With this the Lad was well content. But, as the way was so long he couldn’t get home in one day, so he turned into an inn on the way; and when they were going to sit down to supper he laid the cloth on a table which stood in the corner, and said:

“Cloth, spread yourself, and serve up all kinds of good dishes.”

He had scarce said so before the cloth did as it was bid; and all who stood by thought it a fine thing, but most of all the landlady. So, when all were fast asleep at dead of night, she took the Lad’s cloth, and put another in its stead, just like the one he had got from the North Wind, but which couldn’t so much as serve up a bit of dry bread.

So, when the Lad woke, he took his cloth and went off with it, and that day he got home to his mother.

“Now,” said he, “I’ve been to the North Wind’s house, and a good fellow he is, for he gave me this cloth, and when I only say to it, ‘Cloth, spread yourself, and serve up all kinds of good dishes,’ I get any sort of food I please.”

“All very true, I daresay,” said his mother; “but seeing is believing, and I shan’t believe it till I see it.”

So the Lad made haste, drew out a table, laid the cloth on it, and said:

“Cloth, spread yourself, and serve up all kinds of good dishes.”

But never a bit of dry bread did the cloth serve up.

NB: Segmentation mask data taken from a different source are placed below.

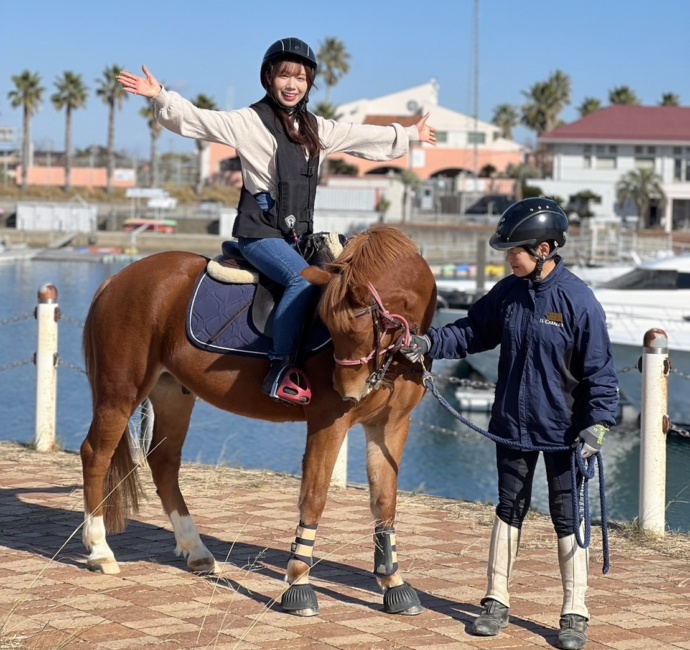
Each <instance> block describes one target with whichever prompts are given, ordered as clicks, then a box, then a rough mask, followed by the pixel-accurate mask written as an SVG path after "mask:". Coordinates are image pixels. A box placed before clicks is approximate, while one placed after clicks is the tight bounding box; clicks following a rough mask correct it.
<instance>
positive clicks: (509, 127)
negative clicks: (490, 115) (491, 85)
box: [491, 104, 520, 140]
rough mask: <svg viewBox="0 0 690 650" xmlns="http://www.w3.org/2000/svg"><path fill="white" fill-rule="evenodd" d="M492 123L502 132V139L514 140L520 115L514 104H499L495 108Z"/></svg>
mask: <svg viewBox="0 0 690 650" xmlns="http://www.w3.org/2000/svg"><path fill="white" fill-rule="evenodd" d="M491 123H492V124H495V125H496V126H497V127H498V128H499V129H500V130H501V137H502V138H506V139H507V140H512V139H513V129H514V128H515V127H516V126H517V125H518V124H519V123H520V115H519V114H518V111H517V109H516V108H515V106H513V105H512V104H499V105H498V106H496V108H494V116H493V117H492V118H491Z"/></svg>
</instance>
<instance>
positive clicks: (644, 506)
mask: <svg viewBox="0 0 690 650" xmlns="http://www.w3.org/2000/svg"><path fill="white" fill-rule="evenodd" d="M669 372H670V363H669V358H668V337H667V335H666V332H664V330H660V329H651V330H648V331H647V332H646V333H645V335H644V349H643V352H642V406H641V410H640V513H639V524H640V528H641V529H642V530H646V531H648V532H651V533H655V534H657V535H659V536H662V537H663V535H664V531H665V528H666V434H667V432H668V428H669V421H668V375H669Z"/></svg>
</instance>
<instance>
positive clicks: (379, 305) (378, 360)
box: [333, 283, 411, 389]
mask: <svg viewBox="0 0 690 650" xmlns="http://www.w3.org/2000/svg"><path fill="white" fill-rule="evenodd" d="M367 286H368V287H369V291H371V295H372V297H373V301H372V303H371V305H369V306H368V307H365V308H364V309H362V310H361V311H358V312H357V313H356V314H355V318H361V317H362V316H366V315H367V314H371V319H372V321H373V324H374V349H373V350H372V351H371V352H370V353H369V354H367V355H366V356H365V357H361V358H359V359H338V357H336V356H335V355H333V358H334V359H335V362H336V363H337V364H339V365H341V366H364V365H366V364H367V363H369V362H370V361H371V360H372V359H373V360H374V372H372V373H371V375H369V378H368V379H367V384H369V385H370V386H371V387H372V388H374V389H376V388H378V387H379V384H380V383H381V381H382V380H383V378H384V376H385V375H386V372H387V371H388V368H389V366H390V365H391V363H392V361H393V357H394V356H395V353H396V352H397V351H398V350H399V349H400V348H401V347H403V346H404V345H410V341H411V335H410V325H409V323H408V322H407V319H406V318H405V317H404V316H400V315H399V314H391V313H390V312H389V311H388V310H387V309H386V308H385V307H384V306H383V301H382V300H381V296H379V293H378V291H376V289H375V287H374V285H373V284H371V283H369V284H368V285H367ZM391 330H402V336H399V337H398V338H397V340H396V341H395V342H394V343H391V344H390V345H387V346H386V347H385V348H382V347H381V339H382V338H383V336H384V335H385V334H387V333H389V332H390V331H391ZM381 357H383V360H381Z"/></svg>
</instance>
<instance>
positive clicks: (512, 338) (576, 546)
mask: <svg viewBox="0 0 690 650" xmlns="http://www.w3.org/2000/svg"><path fill="white" fill-rule="evenodd" d="M567 232H568V218H567V216H566V214H565V212H564V211H563V210H562V209H561V207H560V206H559V205H558V204H557V203H556V202H554V201H551V200H549V199H546V198H543V197H539V198H529V199H525V200H523V201H518V202H517V203H515V204H513V205H512V206H511V207H509V208H508V209H507V210H506V211H505V212H504V213H503V215H502V216H501V218H500V220H499V222H498V226H497V228H496V232H495V233H494V235H493V236H492V237H491V239H490V241H489V244H490V245H491V247H492V248H494V249H497V250H504V251H506V259H507V261H508V263H509V264H510V267H511V269H512V275H510V276H508V277H506V278H504V279H502V280H501V281H500V282H498V283H497V284H496V285H495V286H494V287H493V288H492V289H491V291H489V293H487V294H486V295H485V296H483V297H482V298H480V299H479V300H478V301H477V302H476V303H474V304H473V305H472V306H471V307H470V309H469V311H468V313H467V316H466V317H464V318H461V319H459V320H457V321H455V322H454V323H451V324H449V325H446V326H444V327H441V328H438V329H434V328H431V329H430V330H429V331H428V332H427V333H426V334H425V335H421V336H413V337H412V341H411V344H410V346H409V347H405V348H403V349H402V352H403V354H405V356H407V357H408V358H409V359H410V360H412V361H420V360H421V359H422V358H423V357H424V356H425V355H428V356H429V357H430V358H432V359H461V358H463V357H465V356H466V355H468V354H473V353H475V352H482V351H484V350H490V349H492V348H495V347H496V346H497V345H499V344H500V346H501V351H500V356H499V361H498V381H497V384H496V395H495V401H494V404H493V408H492V411H491V419H490V421H489V427H488V431H489V433H490V434H492V436H493V437H494V438H500V439H502V440H504V441H505V443H503V444H497V445H496V468H497V472H498V505H497V506H496V517H495V520H494V527H493V531H492V535H491V543H490V548H489V563H488V570H487V576H488V587H487V591H486V596H485V597H484V598H483V599H482V601H481V604H482V607H483V609H482V611H481V614H480V615H479V616H478V617H477V618H476V619H475V621H474V624H473V632H474V634H476V635H479V636H496V635H497V634H498V633H499V632H500V630H501V629H504V628H505V627H507V626H508V622H509V612H510V595H509V582H510V574H511V570H512V567H513V563H514V561H515V558H516V557H517V553H518V547H519V544H520V531H521V529H522V524H523V522H524V520H525V517H526V515H527V512H528V511H529V507H530V502H531V494H532V482H533V479H534V473H535V468H536V465H537V460H538V458H539V452H540V451H543V452H545V453H544V464H545V467H546V476H547V481H548V491H549V513H550V515H551V520H552V522H553V525H554V529H555V531H556V535H557V537H558V560H559V566H560V572H561V579H562V583H563V606H562V608H561V617H560V630H559V633H558V639H557V646H558V647H559V648H563V649H566V650H577V649H580V648H583V647H584V646H585V644H586V642H587V626H588V622H589V611H588V610H587V606H586V605H585V594H586V592H587V585H588V571H589V554H588V551H587V549H585V548H581V547H580V545H579V544H578V541H577V537H576V534H575V532H576V527H579V526H580V525H581V522H580V521H576V520H575V518H576V515H575V513H574V509H573V501H574V499H576V497H577V493H575V492H574V490H573V485H572V479H573V472H572V469H571V455H572V453H576V452H575V450H574V447H577V446H579V445H582V456H583V457H584V458H588V457H590V456H592V455H594V454H596V453H598V451H599V449H600V447H601V445H602V442H603V440H604V434H605V433H606V431H607V430H608V428H609V427H611V426H612V425H614V424H615V423H616V413H617V408H618V379H617V376H616V372H615V369H614V365H613V354H612V350H611V343H610V341H609V336H608V332H607V329H606V317H605V314H604V311H603V309H602V307H601V305H600V304H599V302H598V301H597V299H596V298H595V297H594V294H593V293H592V291H591V290H590V288H589V287H588V286H587V285H585V284H584V282H582V281H581V280H580V279H579V278H578V277H576V276H575V275H574V274H573V273H571V272H570V271H569V270H568V269H567V268H566V267H565V264H563V260H562V258H561V257H560V256H559V255H558V251H559V249H560V248H561V247H562V246H563V245H564V244H565V241H566V237H567ZM571 447H573V450H572V451H571V450H568V451H564V449H569V448H571ZM577 453H579V452H577ZM581 481H582V477H581V476H580V475H578V485H577V489H578V490H579V488H580V484H581ZM578 518H579V515H578Z"/></svg>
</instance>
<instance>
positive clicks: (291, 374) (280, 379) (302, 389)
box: [262, 364, 311, 406]
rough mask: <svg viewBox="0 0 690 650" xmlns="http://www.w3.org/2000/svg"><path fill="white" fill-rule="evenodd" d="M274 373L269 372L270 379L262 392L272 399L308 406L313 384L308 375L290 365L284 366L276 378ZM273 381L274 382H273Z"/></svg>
mask: <svg viewBox="0 0 690 650" xmlns="http://www.w3.org/2000/svg"><path fill="white" fill-rule="evenodd" d="M272 374H273V372H269V377H267V378H266V379H267V381H266V382H265V383H264V386H263V387H262V390H263V392H264V393H266V394H268V395H269V396H270V397H271V398H272V399H276V400H281V401H284V402H288V403H289V404H296V405H297V406H306V405H307V404H309V402H310V401H311V384H310V383H309V378H308V377H307V375H306V374H305V373H304V372H303V371H302V370H300V369H299V368H295V367H294V366H291V365H289V364H284V365H282V366H281V367H280V368H279V369H278V370H277V372H276V373H275V376H274V377H271V375H272ZM271 379H273V381H271Z"/></svg>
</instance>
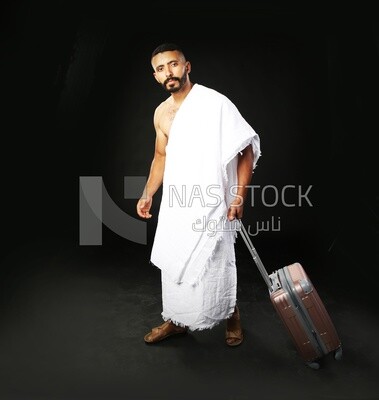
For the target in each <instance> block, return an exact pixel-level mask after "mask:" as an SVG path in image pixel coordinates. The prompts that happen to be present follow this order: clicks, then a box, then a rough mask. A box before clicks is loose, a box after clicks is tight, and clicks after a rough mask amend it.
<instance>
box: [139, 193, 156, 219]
mask: <svg viewBox="0 0 379 400" xmlns="http://www.w3.org/2000/svg"><path fill="white" fill-rule="evenodd" d="M152 203H153V198H152V197H150V196H147V197H141V198H140V199H139V200H138V203H137V214H138V215H139V216H140V217H141V218H145V219H146V218H151V216H152V215H151V214H150V208H151V205H152Z"/></svg>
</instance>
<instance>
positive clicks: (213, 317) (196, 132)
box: [151, 84, 261, 330]
mask: <svg viewBox="0 0 379 400" xmlns="http://www.w3.org/2000/svg"><path fill="white" fill-rule="evenodd" d="M248 145H251V146H252V148H253V152H254V168H255V166H256V163H257V160H258V158H259V157H260V155H261V152H260V140H259V136H258V135H257V133H256V132H255V131H254V130H253V128H252V127H251V126H250V125H249V124H248V123H247V122H246V120H245V119H244V118H243V117H242V116H241V114H240V113H239V111H238V110H237V108H236V107H235V105H234V104H233V103H232V102H231V101H230V100H229V99H228V98H227V97H225V96H224V95H222V94H220V93H218V92H217V91H215V90H213V89H209V88H206V87H205V86H202V85H199V84H195V85H194V86H193V88H192V89H191V91H190V92H189V94H188V95H187V97H186V98H185V100H184V102H183V103H182V105H181V107H180V109H179V110H178V111H177V113H176V116H175V119H174V121H173V123H172V126H171V130H170V137H169V141H168V144H167V146H166V163H165V172H164V178H163V192H162V200H161V204H160V210H159V217H158V224H157V229H156V233H155V238H154V243H153V248H152V252H151V262H152V264H154V265H155V266H157V267H158V268H160V269H161V274H162V275H161V276H162V306H163V311H162V317H163V319H165V320H168V319H170V320H172V321H173V322H175V323H177V324H178V325H185V326H188V327H189V329H190V330H198V329H206V328H212V327H213V326H215V325H216V324H217V323H219V322H220V321H221V320H224V319H226V318H228V317H229V316H230V315H231V314H232V313H233V310H234V306H235V303H236V285H237V277H236V275H237V272H236V263H235V253H234V242H235V237H236V229H237V225H236V223H235V221H227V220H226V215H227V210H228V205H229V204H230V202H231V199H233V198H234V195H233V193H234V192H235V190H234V191H233V190H232V188H233V186H234V185H236V184H237V172H236V167H237V156H238V153H239V152H240V151H242V150H243V149H244V148H245V147H246V146H248Z"/></svg>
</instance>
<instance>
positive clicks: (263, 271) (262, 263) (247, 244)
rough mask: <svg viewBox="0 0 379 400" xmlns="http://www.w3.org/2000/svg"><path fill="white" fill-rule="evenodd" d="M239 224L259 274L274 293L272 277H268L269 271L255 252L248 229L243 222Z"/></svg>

“Well,” said the Lad “there’s no help for it but to go to the North Wind again;” and away he went.

So he came to where the North Wind lived late in the afternoon.

“Good evening!” said the Lad.

“Good evening!” said the North Wind.

“I want my rights for that meal of ours which you took,” said the Lad; “for, as for that cloth I got, it isn’t worth a penny.”

“I’ve got no meal,” said the North Wind; “but yonder you have a ram which coins nothing but golden ducats as soon as you say to it: ‘Ram, ram! make money!’”

So the Lad thought this a fine thing; but as it was too far to get home that day, he turned in for the night to the same inn where he had slept before.

Before he called for anything, he tried the truth of what the North Wind had said of the ram, and found it all right; but, when the landlord saw that, he thought it was a famous ram, and, when the Lad had fallen asleep, he took another which couldn’t coin gold ducats, and changed the two.

Next morning off went the Lad; and when he got home to his mother, he said:

“After all, the North Wind is a jolly fellow; for now he has given me a ram which can coin golden ducats if I only say: ‘Ram, ram! make money!’”

“All very true, I daresay,” said his mother; “but I shan’t believe any such stuff until I see the ducats made.”

“Ram, ram! make money!” said the Lad; but if the ram made anything, it wasn’t money.

So the Lad went back again to the North Wind, and blew him up, and said the ram was worth nothing, and he must have his rights for the meal.

“Well!” said the North Wind; “I’ve nothing else to give you but that old stick in the corner yonder; but its a stick of that kind that if you say: ‘Stick, stick! lay on!’ it lays on till you say: ‘Stick, stick! now stop!’”

So, as the way was long, the Lad turned in this night too to the landlord; but as he could pretty well guess how things stood as to the cloth and the ram, he lay down at once on the bench and began to snore, as if he were asleep.

Now the landlord, who easily saw that the stick must be worth something, hunted up one which was like it, and when he heard the lad snore, was going to change the two; but, just as the landlord was about to take it, the Lad bawled out:

“Stick, stick! lay on!”

So the stick began to beat the landlord, till he jumped over chairs, and tables, and benches, and yelled and roared:

“Oh my! oh my! bid the stick be still, else it will beat me to death, and you shall have back both your cloth and your ram.”

When the Lad thought the landlord had got enough, he said:

“Stick, stick! now stop!”

Then he took the cloth and put it into his pocket, and went home with his stick in his hand, leading the ram by a cord round its horns; and so he got his rights for the meal he had lost.